Jakarta - Siami, seorang ibu yang melaporkan guru anaknya karena menyuruh memberikan contekan saat Ujian Nasional (UN), menimbulkan pertanyaan, apa yang salah dengan UN dalam sistem pendidikan nasional? UN dinilai membebani guru bak sopir bus yang dikejar setoran.
"Tentu saya juga masih bertanya, bagaimana UN itu efektif? Ini kan seperti sopir bus, guru dibebani target untuk meluluskan siswanya," ujar aktivis antikorupsi yang juga Ketua Dewan Pengurus Transparency International Indonesia (TII) Todung Mulya Lubis ketika berbincang dengan detikcom, Rabu (15/6/2011).

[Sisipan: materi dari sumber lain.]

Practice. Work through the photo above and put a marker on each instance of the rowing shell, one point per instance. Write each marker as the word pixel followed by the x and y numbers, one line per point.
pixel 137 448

UN, imbuhnya, tidak bisa dijadikan batu uji karena menyamaratakan UN dan kualitas sekolah di seluruh Indonesia. Hal ini akibat masih adanya sentralisasi pendidikan di Indonesia.
"Harusnya (tiap sekolah) ada standar yang diaudit Kemendiknas karena yang kenal dengan siswanya kan guru sekolahnya. Perlu meninjau sejauh mana UN itu fungsional, mencapai sasaran yang kita inginkan," jelasnya.
Selain UN dalam sistem pendidikan nasional, Todung menyoroti minimnya keteladanan yang semakin memudar dalam kegiatan belajar mengajar.
"Tidak ada teladan, itu kan semakin lama semakin memudar. Saya tidak mengatakan semua guru seperti itu, masih banyak guru yang sangat mulia memperjuangkan nilai-nilai kejujuran," jelas Todung yang menyatakan tak pernah mencontek selama bersekolah itu.
Seperti diketahui, Siami dan keluarganya harus meninggalkan rumahnya untuk mengungsi demi menghindari kemarahan warga. Warga menuding Siami tidak punya hati karena akibat kejujurannya mengungkap mencontek massal, kepala sekolah dan dua guru SDN Gadel II/577 Tandes diberi sanksi.
Kasus contek massal serupa juga terjadi di SDN 06 Petang, Pesanggrahan, Jakarta Selatan, sebagaimana yang dilaporkan Irma Lubis ke Komisi Nasional Perlindungan Anak. Menurut pengakuan anak Irma, menjelang UN 2011 siswa diminta membuat kesepakatan di mana anak yang pintar harus membantu murid yang kurang pintar.